UN’s Guterres Brings Climate Warning to EU Summit
U.N. Secretary-General Antonio Guterres brought an urgent climate message to the European Union summit Thursday in Brussels, encouraging leaders of the bloc’s 27 member nations to take dramatic action.
Speaking to reporters alongside European Council President Charles Michel at EU headquarters, Guterres cited a report issued by the Intergovernmental Panel on Climate Change earlier this week.
That report called on nations to cut carbon emissions in half in the next 10 to 15 years if they want a chance at slowing global warming.
Guterres said dramatic action is needed because, “We are close to the tipping point that will make 1.5 degrees [Celsius] impossible to achieve,” referring to a target goal of limiting the global temperature increase established by the 2015 Paris Agreement on climate.
On the subject of climate, the EU’s ban on internal combustion engines by 2035 — initially approved last month by the European Parliament — was being discussed by leaders as they arrived at the summit. Germany has asked EU officials for an exception to the ban, allowing combustion engines that run on carbon-neutral synthetic “E” fuels.
Austrian Chancellor Karl Nehammer said he supports the German proposal and would like to see the issue on the agenda at the summit.
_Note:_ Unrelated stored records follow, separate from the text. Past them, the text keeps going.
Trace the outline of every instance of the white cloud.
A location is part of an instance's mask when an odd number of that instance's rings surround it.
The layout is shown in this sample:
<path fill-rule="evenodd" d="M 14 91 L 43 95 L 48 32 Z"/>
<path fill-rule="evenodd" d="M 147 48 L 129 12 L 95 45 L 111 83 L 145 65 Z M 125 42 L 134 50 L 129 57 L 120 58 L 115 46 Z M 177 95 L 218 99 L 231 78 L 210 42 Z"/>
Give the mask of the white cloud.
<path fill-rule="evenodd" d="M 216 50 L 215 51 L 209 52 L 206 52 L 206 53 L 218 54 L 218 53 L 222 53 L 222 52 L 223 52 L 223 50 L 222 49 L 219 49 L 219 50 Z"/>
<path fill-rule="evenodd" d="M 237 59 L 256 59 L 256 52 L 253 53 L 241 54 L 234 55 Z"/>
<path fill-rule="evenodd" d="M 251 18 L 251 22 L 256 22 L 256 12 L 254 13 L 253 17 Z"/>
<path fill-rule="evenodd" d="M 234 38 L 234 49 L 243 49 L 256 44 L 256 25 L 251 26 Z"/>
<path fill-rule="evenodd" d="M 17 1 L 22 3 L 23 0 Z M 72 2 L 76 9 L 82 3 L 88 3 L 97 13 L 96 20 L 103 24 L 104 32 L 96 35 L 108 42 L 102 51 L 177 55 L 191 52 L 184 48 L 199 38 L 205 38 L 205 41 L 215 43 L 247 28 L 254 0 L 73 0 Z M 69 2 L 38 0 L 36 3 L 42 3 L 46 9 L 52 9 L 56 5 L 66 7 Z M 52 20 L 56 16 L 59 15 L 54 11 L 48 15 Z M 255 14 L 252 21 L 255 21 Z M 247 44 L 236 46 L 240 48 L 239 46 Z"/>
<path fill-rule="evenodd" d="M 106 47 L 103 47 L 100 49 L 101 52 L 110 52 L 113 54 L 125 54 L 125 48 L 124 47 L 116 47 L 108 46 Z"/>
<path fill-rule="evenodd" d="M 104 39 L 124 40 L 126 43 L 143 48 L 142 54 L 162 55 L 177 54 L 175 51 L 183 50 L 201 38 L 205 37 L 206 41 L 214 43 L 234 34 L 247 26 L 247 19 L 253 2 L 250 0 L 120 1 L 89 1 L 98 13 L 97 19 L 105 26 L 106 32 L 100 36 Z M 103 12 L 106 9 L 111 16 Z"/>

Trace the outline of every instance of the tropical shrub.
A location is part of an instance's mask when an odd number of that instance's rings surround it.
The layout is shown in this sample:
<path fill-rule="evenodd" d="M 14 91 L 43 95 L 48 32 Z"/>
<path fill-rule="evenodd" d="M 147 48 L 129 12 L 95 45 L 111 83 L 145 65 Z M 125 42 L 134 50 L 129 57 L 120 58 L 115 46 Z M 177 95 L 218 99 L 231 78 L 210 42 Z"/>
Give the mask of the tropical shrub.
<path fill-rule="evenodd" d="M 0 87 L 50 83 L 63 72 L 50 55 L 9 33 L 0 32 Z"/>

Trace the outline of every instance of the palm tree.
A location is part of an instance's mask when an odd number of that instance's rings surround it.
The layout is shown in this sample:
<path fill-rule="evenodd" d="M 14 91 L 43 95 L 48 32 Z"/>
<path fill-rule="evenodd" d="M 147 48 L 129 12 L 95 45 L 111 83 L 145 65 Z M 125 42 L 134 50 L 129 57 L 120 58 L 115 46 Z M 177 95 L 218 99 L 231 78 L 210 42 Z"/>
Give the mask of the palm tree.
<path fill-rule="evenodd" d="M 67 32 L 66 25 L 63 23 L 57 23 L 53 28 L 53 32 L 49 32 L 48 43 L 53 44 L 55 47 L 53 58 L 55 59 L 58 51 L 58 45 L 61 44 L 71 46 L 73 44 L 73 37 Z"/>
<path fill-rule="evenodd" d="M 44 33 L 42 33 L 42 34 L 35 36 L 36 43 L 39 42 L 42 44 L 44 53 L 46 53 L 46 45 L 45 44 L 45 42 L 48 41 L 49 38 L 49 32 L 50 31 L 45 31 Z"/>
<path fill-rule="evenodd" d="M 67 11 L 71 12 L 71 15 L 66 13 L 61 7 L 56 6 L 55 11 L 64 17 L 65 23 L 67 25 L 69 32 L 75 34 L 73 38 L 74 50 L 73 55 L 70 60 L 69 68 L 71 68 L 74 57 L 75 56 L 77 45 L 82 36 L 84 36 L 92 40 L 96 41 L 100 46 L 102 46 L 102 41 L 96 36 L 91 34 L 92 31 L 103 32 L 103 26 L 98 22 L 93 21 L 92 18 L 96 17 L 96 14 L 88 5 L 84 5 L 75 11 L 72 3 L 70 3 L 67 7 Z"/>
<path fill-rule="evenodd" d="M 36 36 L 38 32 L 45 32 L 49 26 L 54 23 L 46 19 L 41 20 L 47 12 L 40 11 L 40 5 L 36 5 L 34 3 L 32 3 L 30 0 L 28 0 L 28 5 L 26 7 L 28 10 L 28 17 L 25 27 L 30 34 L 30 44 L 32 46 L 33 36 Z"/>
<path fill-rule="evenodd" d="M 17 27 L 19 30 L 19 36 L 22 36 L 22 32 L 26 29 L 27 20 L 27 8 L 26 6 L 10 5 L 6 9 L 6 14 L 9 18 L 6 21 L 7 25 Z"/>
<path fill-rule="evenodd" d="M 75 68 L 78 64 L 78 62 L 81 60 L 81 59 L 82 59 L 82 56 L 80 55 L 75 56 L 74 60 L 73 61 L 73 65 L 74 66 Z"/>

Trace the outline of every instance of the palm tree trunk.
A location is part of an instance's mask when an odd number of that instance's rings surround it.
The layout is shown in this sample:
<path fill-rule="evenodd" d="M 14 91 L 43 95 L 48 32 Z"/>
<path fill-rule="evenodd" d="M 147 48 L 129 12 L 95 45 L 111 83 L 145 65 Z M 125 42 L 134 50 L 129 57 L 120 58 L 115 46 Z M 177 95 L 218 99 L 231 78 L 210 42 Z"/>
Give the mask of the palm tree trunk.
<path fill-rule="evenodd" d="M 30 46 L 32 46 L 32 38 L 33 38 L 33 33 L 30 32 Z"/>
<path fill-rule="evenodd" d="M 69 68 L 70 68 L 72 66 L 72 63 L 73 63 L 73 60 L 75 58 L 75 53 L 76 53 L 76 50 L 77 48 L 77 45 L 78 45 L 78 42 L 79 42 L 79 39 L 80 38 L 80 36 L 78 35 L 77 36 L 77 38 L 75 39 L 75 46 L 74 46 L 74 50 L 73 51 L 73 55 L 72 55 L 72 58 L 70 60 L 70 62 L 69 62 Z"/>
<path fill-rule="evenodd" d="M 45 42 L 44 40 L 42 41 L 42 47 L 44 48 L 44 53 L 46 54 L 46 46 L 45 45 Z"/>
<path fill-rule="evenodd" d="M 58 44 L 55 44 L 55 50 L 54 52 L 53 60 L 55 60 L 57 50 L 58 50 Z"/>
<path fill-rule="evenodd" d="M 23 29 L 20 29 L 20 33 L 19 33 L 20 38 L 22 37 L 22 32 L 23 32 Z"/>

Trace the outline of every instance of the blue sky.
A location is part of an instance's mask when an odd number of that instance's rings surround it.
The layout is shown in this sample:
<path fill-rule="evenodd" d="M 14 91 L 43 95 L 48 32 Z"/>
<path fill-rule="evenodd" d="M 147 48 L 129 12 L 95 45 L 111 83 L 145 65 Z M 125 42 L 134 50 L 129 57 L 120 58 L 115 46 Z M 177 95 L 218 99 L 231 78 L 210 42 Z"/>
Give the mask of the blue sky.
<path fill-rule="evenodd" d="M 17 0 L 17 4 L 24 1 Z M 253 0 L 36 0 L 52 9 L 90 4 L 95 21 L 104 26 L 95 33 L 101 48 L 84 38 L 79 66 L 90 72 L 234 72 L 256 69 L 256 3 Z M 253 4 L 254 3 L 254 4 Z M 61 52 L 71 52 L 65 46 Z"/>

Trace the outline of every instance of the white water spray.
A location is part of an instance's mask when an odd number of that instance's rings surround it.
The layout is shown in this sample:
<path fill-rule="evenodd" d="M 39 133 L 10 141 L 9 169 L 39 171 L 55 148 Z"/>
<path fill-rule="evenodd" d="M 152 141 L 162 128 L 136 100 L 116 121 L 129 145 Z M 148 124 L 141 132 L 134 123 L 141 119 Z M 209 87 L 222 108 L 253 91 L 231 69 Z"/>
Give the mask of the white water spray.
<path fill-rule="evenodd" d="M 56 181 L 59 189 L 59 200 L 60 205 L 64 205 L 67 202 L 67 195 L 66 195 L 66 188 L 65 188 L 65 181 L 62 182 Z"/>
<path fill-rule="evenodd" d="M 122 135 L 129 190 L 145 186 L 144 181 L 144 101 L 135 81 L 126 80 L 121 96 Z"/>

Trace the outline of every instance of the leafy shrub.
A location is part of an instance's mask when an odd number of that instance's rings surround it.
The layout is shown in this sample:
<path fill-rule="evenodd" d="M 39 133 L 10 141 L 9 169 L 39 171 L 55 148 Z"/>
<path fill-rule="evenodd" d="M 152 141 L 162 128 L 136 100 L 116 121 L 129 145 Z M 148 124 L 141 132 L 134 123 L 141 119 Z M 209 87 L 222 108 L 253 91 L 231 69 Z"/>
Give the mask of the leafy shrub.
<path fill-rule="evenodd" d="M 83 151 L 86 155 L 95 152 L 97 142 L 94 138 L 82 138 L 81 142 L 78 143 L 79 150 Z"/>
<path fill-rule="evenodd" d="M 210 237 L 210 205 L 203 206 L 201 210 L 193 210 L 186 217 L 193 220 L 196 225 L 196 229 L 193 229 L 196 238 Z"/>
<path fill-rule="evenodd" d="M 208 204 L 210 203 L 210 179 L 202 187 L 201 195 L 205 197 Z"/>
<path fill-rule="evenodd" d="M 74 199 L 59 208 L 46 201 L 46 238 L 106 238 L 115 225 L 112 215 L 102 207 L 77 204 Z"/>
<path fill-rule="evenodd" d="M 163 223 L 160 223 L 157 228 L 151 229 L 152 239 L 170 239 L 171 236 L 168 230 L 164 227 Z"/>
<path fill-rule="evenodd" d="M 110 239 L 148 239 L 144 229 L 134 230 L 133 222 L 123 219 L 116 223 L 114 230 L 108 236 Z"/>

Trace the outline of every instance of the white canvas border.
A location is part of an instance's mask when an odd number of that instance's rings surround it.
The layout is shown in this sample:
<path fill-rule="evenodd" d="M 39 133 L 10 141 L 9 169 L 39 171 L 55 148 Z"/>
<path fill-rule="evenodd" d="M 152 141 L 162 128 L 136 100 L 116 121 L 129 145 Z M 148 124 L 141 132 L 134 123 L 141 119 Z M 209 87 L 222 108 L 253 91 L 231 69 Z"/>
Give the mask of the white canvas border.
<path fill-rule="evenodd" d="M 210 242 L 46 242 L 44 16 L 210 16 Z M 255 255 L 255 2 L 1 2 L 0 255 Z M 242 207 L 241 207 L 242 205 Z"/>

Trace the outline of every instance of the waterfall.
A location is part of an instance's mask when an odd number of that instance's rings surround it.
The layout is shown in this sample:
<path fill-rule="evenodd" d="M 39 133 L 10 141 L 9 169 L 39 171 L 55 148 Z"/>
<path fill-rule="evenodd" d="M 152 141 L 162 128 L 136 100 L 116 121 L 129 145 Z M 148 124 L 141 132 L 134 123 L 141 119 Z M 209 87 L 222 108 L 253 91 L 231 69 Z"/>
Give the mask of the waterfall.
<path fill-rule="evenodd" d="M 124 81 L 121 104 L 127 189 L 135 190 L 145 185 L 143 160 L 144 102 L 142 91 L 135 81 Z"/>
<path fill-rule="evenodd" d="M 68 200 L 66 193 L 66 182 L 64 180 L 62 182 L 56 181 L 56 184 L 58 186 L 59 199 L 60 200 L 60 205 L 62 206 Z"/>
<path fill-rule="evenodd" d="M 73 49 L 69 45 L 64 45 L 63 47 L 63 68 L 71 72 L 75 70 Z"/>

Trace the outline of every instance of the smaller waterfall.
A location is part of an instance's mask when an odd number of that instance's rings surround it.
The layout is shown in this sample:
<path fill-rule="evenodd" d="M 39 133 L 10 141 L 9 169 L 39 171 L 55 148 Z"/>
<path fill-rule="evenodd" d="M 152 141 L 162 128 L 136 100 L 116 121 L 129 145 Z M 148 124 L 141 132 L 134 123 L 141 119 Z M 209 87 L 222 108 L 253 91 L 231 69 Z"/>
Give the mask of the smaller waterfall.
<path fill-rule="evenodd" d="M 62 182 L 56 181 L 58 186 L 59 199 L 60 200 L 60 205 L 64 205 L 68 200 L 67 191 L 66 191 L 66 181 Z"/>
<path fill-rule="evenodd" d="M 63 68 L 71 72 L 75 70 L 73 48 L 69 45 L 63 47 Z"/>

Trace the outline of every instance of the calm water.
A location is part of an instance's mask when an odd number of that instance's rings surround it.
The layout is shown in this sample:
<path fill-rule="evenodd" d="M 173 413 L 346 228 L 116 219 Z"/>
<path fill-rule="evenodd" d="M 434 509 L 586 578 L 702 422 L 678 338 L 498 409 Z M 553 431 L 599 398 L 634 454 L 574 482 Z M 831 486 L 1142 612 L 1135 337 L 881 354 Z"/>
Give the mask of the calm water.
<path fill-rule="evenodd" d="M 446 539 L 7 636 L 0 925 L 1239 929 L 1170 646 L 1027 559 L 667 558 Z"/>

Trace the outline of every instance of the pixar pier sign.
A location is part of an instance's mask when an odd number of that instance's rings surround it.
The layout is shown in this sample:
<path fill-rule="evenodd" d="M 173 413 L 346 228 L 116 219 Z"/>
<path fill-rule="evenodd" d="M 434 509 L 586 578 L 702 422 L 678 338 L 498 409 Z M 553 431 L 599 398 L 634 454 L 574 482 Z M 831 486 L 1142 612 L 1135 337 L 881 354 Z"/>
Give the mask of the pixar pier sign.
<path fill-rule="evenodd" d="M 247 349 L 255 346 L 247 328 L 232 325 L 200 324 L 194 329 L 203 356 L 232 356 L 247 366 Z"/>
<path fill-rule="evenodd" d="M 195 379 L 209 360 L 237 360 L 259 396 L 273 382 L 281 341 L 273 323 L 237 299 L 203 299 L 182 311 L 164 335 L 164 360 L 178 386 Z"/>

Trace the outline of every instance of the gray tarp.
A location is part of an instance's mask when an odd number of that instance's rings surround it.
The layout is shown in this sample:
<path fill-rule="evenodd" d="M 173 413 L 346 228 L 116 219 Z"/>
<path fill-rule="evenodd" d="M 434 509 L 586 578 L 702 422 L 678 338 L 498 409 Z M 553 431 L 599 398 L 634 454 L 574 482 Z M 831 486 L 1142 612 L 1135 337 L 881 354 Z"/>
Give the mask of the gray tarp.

Luxembourg’s prime minister, Xavier Bettel, on the other hand, said the issue was not intended to be discussed at this week’s meetings.
German Chancellor Olaf Scholz told the Reuters news agency his country and EU officials are in discussions on the issue and “everything is on the right track” to resolving it.
Guterres — a guest at the summit — is also expected to discuss renewal of the deal brokered by the U.N. and Turkey to allow grain shipments out of Ukraine ports otherwise sealed by a Russian blockade.
The EU leaders are also expected to get updates on the war in Ukraine from Ukrainian President Volodymyr Zelenskyy via video link. EU leaders are expected to endorse a deal aimed at sending one million rounds of artillery shells to Ukraine within the next 12 months.
Some information for this report was provided by the Associated Press, Reuters and AFP.